Tuesday, September 16, 2014

Obama to announce Ebola force of 3,000 US military personnel Contingent being sent to west Africa will train health workers, build treatment centres and deliver resources to tackle epidemic

he Obama administration is ramping up its response to west Africa’s Ebola crisis, preparing to assign 3,000 US military personnel to the afflicted region to supply medical and logistical support to overwhelmed local healthcare systems and to boost the number of beds needed to isolate and treat victims of the epidemic.
Barack Obama is to announce the stepped-up effort on Tuesday during a visit to the US Centres for Disease Control and Prevention in Atlanta amid alarm that the outbreak could spread and the deadly virus could mutate into a more easily transmitted disease.

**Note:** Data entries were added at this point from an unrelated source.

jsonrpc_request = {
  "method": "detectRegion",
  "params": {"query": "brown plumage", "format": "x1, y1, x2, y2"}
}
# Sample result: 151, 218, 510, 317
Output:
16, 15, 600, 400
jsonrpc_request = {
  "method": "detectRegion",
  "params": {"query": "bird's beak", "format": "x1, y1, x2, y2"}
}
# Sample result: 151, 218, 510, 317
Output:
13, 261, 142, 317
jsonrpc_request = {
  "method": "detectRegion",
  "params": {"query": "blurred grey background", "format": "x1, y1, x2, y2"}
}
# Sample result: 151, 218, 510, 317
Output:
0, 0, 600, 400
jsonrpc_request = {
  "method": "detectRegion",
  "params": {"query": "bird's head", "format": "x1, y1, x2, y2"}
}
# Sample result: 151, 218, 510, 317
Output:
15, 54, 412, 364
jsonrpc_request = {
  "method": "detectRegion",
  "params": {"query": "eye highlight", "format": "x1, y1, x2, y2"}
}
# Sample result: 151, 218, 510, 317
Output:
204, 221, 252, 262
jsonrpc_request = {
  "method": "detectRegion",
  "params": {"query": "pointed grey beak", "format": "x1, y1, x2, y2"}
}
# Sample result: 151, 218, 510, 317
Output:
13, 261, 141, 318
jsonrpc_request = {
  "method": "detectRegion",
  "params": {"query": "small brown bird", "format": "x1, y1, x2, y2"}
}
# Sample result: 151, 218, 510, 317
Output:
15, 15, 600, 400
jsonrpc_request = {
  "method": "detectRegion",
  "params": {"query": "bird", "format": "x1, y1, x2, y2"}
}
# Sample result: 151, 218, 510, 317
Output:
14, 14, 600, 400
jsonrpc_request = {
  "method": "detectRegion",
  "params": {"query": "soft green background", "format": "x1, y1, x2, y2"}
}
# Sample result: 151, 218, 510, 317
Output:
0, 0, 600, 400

There have been appeals from the region and from aid organisations for a heightened US role in dealing with the outbreak, blamed for more than 2,200 deaths.
Administration officials said on Monday that the new initiatives aimed to train as many as 500 healthcare workers a week; erect 17 healthcare facilities in the region of 100 beds each; set up a joint command headquartered in Monrovia, Liberia, to co-ordinate between US and international relief efforts; provide home healthcare kits to hundreds of thousands of households, including 50,000 that the US Agency for International Development will deliver to Liberia this week; and carry out a home and community-based campaign to train local populations on how to handle exposed patients.